辯護人這邊則是認為,王子瑩面臨的危險是否消除,要站在王子瑩的角度去看,這樣看的話無疑則是構成正當防衛。

所以到底是什麼呢?

法官心裡也是不停搖擺,拿不定個主意。

「如果公訴人堅持認為,在張明剛落入化糞池後,王子瑩就不應當繼續防衛,那我想請問公訴人一個問題。

如果是你處在王子瑩的位置,面對一個剛剛想要強姦你,被伱帶到這裡推入化糞池的一個醉漢,他一邊往上爬一邊說著上來要打死你。

你會覺得他只是嚇唬嚇唬你嗎?或者你覺得他上來之後不會對你實施侵害行為嗎?」

面對任真的問題,梁治林自我代入了一下,嘴巴張了張,再也說不出話來。

嗯,這是社會一般人的角度?

蕭國柱跟其他兩位同事對視一眼,大家都察覺到任真透過這個例子表達出來的意思了。

「我想只要是個正常人都猜得到,張明剛爬上來之後,對王子瑩實施打擊報復的概念幾乎是百分之百。

有這樣一個前提在,公訴人仍然堅持認為王子瑩的行為不屬於正當防衛嗎?」

「就是就是,換成是我我不但踩他手指,我還要甩幾塊轉頭下去!」

旁聽席上,早就忿忿不平的魏雙燕忍不住吐槽了一句。

她小聲的吐槽只是引來了法官的一瞥,倒沒有真的把她趕出法庭。

「但王子瑩明明還能逃跑,為什麼非要選擇這種極端的舉動?這難道還不能證明她有殺人的故意嗎?」

梁治林憋了半天,終於蹦出來這麼一句。

「只有緊急避險才對手段才有特殊限制,法律可沒有限制正當防衛必須採取何種手段。

您這話就好像在說,碰到個搶劫的我把他頭打爛了,您非說明明能報警我為什麼要用板磚?那我的行為難道就不是正當防衛了嗎?」

對面的公訴人明顯已經黔驢技窮,任真覺得是時候再加把火了:

「今天我們坐在法庭上,不能奢求案發當晚的王子瑩跟我們一樣冷靜、理智。

我們要還原案發當時的情況,設身處地的想一下,作為一個深夜獨行的弱女子,一個醉漢剛剛對我實施了侵犯,雖然還沒有到最後一步,但是他幾乎把我的衣服撕下來了。

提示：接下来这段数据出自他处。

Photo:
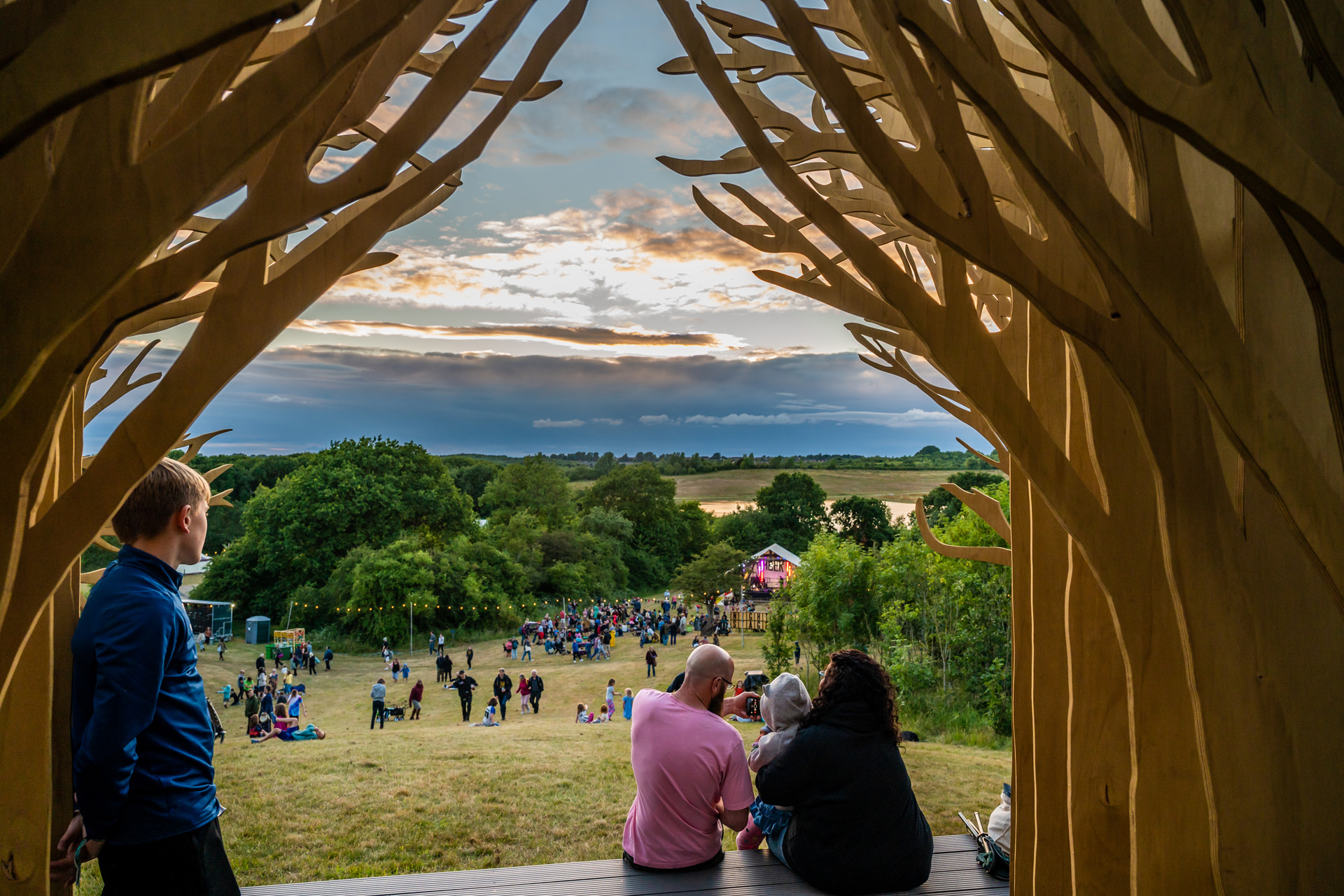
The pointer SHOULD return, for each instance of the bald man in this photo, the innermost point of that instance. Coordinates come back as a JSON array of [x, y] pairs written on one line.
[[690, 770]]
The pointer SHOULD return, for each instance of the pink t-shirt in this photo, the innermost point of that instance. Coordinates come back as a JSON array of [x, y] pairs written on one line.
[[685, 760]]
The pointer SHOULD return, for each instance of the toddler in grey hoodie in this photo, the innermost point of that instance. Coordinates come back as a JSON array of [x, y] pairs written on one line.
[[783, 708]]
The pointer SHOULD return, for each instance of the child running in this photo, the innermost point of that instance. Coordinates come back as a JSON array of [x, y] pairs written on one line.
[[488, 720], [783, 708]]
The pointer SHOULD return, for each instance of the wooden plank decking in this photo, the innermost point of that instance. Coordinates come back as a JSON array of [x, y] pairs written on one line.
[[742, 874]]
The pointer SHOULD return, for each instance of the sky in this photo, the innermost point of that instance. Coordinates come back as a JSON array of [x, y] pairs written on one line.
[[570, 296]]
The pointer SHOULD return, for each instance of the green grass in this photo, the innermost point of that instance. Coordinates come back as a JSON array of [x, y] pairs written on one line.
[[440, 796]]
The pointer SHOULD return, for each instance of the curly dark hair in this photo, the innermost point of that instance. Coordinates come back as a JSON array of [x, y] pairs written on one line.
[[855, 678]]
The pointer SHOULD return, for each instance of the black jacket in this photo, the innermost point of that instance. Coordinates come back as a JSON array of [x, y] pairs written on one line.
[[857, 825]]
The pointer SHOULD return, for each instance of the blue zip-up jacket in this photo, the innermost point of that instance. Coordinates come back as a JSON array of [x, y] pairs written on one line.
[[139, 727]]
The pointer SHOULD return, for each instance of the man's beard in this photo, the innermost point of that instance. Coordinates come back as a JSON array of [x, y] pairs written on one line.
[[715, 704]]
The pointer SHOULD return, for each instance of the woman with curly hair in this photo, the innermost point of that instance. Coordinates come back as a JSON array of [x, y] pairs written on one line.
[[857, 827]]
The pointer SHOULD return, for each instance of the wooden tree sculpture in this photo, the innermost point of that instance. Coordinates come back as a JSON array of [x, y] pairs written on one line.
[[1117, 230], [121, 124]]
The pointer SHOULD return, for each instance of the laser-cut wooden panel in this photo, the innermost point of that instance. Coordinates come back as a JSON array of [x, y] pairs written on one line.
[[1136, 254], [111, 152]]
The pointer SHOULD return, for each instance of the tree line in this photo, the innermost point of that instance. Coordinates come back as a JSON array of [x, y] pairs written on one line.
[[371, 535], [941, 626]]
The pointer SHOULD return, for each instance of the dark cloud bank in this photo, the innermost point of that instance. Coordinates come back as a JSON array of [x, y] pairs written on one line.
[[302, 398]]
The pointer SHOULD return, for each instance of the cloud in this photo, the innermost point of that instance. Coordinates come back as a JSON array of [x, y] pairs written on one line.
[[577, 124], [629, 254], [904, 419], [634, 337], [524, 403]]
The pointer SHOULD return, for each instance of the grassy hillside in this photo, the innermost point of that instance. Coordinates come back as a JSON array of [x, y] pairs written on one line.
[[440, 796]]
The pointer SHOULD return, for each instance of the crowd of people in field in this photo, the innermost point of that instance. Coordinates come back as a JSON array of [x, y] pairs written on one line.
[[832, 798], [273, 701]]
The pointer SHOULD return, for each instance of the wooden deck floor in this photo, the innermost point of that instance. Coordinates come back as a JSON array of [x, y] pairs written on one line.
[[742, 874]]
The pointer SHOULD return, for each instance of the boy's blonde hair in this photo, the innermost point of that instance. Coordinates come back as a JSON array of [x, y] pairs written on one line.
[[150, 507]]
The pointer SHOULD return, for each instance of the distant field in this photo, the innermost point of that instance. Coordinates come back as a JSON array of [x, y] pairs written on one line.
[[742, 485]]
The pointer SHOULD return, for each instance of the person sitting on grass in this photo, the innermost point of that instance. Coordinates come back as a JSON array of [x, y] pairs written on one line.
[[311, 732], [488, 720], [690, 770]]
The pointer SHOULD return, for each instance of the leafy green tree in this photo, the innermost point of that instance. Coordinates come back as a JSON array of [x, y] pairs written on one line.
[[835, 598], [608, 524], [797, 510], [777, 649], [472, 480], [663, 532], [940, 507], [355, 493], [534, 485], [447, 584], [696, 528], [714, 571], [479, 584], [948, 622], [246, 475], [867, 522]]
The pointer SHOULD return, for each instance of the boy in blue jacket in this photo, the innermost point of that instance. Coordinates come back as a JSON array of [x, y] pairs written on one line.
[[140, 731]]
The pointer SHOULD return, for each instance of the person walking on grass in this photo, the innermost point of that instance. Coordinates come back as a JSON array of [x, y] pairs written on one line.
[[417, 695], [524, 692], [379, 696], [536, 687], [464, 685], [141, 735], [488, 720], [503, 691]]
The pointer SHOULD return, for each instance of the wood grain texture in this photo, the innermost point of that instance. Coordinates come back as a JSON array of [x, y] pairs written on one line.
[[1084, 219], [132, 140]]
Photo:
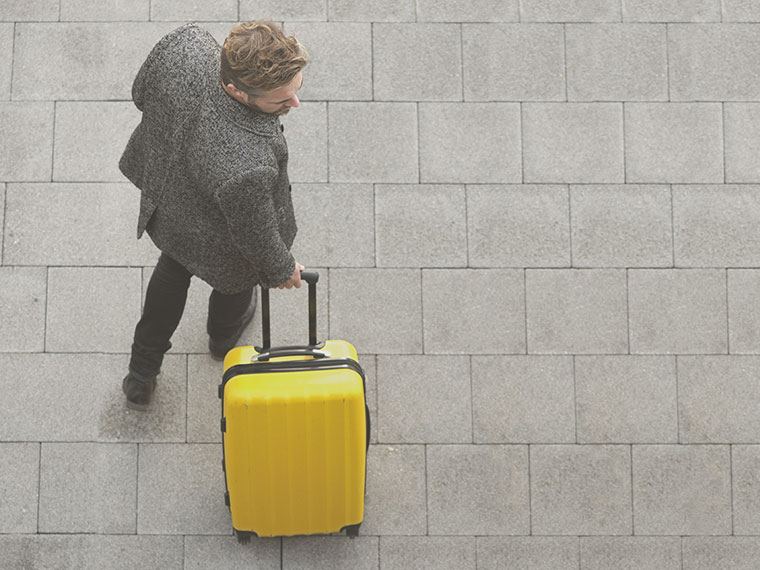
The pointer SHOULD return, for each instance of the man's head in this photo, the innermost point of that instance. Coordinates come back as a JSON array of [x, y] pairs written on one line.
[[261, 67]]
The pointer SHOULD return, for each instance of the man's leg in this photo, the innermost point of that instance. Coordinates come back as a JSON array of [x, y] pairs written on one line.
[[228, 317], [164, 305]]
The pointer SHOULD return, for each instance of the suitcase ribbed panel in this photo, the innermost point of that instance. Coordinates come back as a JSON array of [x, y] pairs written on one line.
[[295, 451]]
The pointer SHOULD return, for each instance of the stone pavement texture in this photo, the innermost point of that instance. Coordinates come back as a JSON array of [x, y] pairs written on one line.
[[539, 222]]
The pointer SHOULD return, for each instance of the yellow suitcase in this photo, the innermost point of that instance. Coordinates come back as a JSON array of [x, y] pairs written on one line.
[[295, 432]]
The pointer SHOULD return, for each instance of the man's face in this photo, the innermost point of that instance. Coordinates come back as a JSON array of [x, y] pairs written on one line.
[[278, 101]]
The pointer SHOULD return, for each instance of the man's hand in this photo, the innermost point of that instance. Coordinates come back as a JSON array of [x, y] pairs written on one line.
[[295, 279]]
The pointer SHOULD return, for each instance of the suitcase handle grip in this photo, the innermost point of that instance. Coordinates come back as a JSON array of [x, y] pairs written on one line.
[[311, 277], [290, 351]]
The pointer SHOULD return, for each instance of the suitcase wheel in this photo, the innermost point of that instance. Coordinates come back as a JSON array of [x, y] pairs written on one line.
[[352, 531], [244, 537]]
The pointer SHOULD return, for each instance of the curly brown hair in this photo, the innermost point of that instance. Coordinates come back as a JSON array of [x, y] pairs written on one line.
[[257, 56]]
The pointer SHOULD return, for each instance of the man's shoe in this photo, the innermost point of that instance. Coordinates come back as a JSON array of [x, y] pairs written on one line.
[[138, 392], [220, 347]]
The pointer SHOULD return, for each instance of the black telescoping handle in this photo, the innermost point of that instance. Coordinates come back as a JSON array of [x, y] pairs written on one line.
[[311, 277]]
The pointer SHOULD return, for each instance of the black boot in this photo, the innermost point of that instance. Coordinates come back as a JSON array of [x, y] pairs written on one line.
[[138, 392]]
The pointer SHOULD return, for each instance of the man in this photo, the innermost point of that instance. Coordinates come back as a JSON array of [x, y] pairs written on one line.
[[210, 159]]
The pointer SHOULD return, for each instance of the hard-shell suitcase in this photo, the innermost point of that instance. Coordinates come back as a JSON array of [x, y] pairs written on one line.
[[295, 432]]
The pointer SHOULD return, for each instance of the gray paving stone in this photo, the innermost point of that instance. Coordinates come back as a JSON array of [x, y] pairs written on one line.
[[617, 62], [552, 131], [396, 491], [88, 488], [90, 405], [378, 310], [741, 11], [518, 226], [513, 397], [19, 487], [580, 489], [204, 375], [224, 553], [284, 10], [29, 10], [26, 146], [89, 552], [187, 481], [368, 362], [745, 480], [713, 62], [196, 10], [470, 142], [527, 553], [45, 225], [672, 11], [427, 68], [626, 399], [577, 311], [6, 60], [621, 226], [477, 490], [716, 226], [23, 294], [373, 142], [681, 311], [61, 72], [369, 11], [725, 552], [744, 311], [718, 399], [681, 489], [741, 140], [219, 30], [2, 218], [420, 226], [90, 138], [629, 553], [340, 60], [674, 142], [104, 11], [570, 11], [306, 133], [329, 552], [336, 226], [464, 11], [424, 399], [474, 311], [513, 62], [84, 299], [428, 553]]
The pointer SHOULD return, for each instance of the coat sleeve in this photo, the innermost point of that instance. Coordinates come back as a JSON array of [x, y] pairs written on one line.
[[247, 205]]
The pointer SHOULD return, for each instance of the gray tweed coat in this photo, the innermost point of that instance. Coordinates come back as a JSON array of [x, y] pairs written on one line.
[[212, 172]]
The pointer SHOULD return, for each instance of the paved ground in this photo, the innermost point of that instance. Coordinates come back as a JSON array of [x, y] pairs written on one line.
[[540, 225]]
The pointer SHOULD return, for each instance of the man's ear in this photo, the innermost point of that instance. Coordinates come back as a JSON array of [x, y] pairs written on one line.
[[235, 93]]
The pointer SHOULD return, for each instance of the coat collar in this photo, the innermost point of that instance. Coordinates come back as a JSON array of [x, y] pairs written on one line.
[[245, 117]]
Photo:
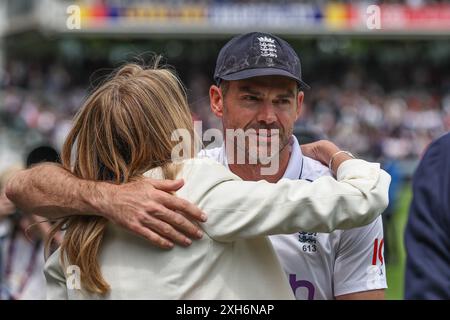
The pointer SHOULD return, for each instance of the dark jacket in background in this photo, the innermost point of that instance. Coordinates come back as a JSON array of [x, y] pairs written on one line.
[[427, 236]]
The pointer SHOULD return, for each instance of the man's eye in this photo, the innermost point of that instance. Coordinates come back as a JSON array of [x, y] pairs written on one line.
[[283, 101], [250, 98]]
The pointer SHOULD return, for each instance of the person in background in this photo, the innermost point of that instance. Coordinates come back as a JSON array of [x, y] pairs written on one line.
[[427, 235], [21, 240]]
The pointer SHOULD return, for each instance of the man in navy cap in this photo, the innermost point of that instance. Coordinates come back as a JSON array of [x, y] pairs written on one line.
[[259, 88], [427, 236]]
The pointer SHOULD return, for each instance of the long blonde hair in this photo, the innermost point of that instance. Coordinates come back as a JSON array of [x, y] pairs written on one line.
[[123, 129]]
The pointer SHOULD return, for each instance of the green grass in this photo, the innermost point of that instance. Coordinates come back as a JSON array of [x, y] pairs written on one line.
[[395, 266]]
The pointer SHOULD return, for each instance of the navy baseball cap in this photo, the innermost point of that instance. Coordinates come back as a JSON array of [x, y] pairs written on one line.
[[257, 54]]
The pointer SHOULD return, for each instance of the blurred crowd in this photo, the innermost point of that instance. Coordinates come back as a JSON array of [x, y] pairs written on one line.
[[36, 106]]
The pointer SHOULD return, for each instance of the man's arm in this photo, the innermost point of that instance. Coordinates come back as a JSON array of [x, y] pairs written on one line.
[[144, 207]]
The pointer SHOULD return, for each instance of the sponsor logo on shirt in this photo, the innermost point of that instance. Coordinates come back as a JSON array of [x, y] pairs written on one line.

現在我好不容易把他推進了化糞池,他一邊往上爬一邊說上來要報復我,真等他上來了,我的人身安全能得到保證嗎?

最高法和最高檢剛剛出台的關於適用正當防衛的指導意見中指出,在面對有可能構成正當防衛的案件時,要立足具體案情,依法準確認定。

我們要立足防衛人防衛時的具體情境,綜合考慮案件發生的整體經過,結合一般人在類似情境下的可能反應。

要充分考慮防衛人面臨不法侵害時的緊迫狀態和緊張心理,防止在事後以正常情況下冷靜理性、客觀精準的標準去評判防衛人。

連最高檢都認為我們要綜合把握,公訴人將案發當天前後的案情割裂開來,是不是有點違背指導意見的精神了?」

「我」

梁治林只覺得胸口一悶,差點一口氣就沒上來。

這是拿指導意見壓我?

審判席上,蕭國柱則是差點沒笑出來。

任真最後這兩句話,幾乎是指著梁治林的鼻子在問,你說的對還是指導意見說得對?

你覺得你比最高法最高檢還要懂正當防衛是吧?

「公訴人,對辯護人的意見,還有沒有其他要說的?」

最大的爭議焦點雖然還沒解決,但雙方顯然也沒有其他新的觀點,蕭國柱知道庭審該繼續往下推進了。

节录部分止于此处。